Enjoying the heat
Joe Lieberman's role in the health-care bill had nothing to do with leadership; it was all about skillfully representing the interests of his constituents, in this case the insurance companies.
It was a bravura performance. He dispassionately sized up the situation, was clear about his own priorities, understood what resources he had, and put all of that analysis to work in achieving what he set out to do. That so many people were angry at him is a tribute to his skill in reaching his objective and undermining others' goals.
I admire him for his willingness to make himself something of a pariah, to have his colleagues and the chattering class angry at him. Tolerating the heat is a useful quality. Not every politician has the capacity to distinguish self from role enough to withstand the onslaught of criticism and personal attack that he endured last week. Only a very, very few, like Lieberman, seem to actually enjoy it.
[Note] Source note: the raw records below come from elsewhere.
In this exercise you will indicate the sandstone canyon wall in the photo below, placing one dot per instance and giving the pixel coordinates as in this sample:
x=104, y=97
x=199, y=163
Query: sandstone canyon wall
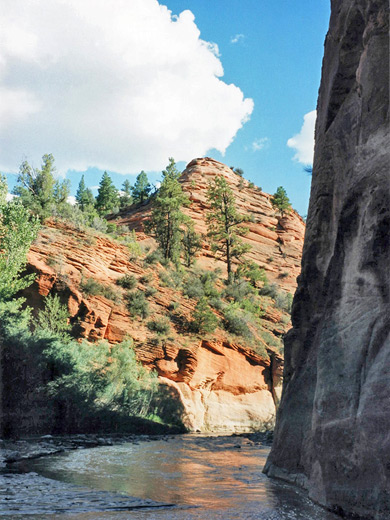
x=333, y=426
x=222, y=383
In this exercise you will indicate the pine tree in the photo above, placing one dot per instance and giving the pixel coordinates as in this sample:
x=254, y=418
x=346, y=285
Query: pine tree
x=3, y=189
x=280, y=201
x=84, y=196
x=167, y=217
x=192, y=243
x=141, y=188
x=126, y=198
x=107, y=198
x=38, y=190
x=17, y=230
x=224, y=223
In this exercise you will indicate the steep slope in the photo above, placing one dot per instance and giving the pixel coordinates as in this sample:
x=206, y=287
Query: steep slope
x=276, y=242
x=333, y=426
x=223, y=382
But unlike Ben Nelson, who was using his leverage on behalf of values which he had long stood for and deeply believed in, Joe Lieberman was maneuvering on behalf of the people who elected him, a traditional if not particularly noble activity.
Real leadership from Lieberman would have seen him having the courage to represent the uninsured citizens of Connecticut, those who the insurance companies refused to cover, those whose costs of coverage became astronomical after they were ill. Real leadership from Joe Lieberman would have seen him annoy insurance company CEOs, not Harry Reid. Real leadership would have seen him use his relationship with the insurance companies to push them toward reforms and accepting competition that would make them in the long run more efficient and accountable, rather than pandering to them as he did.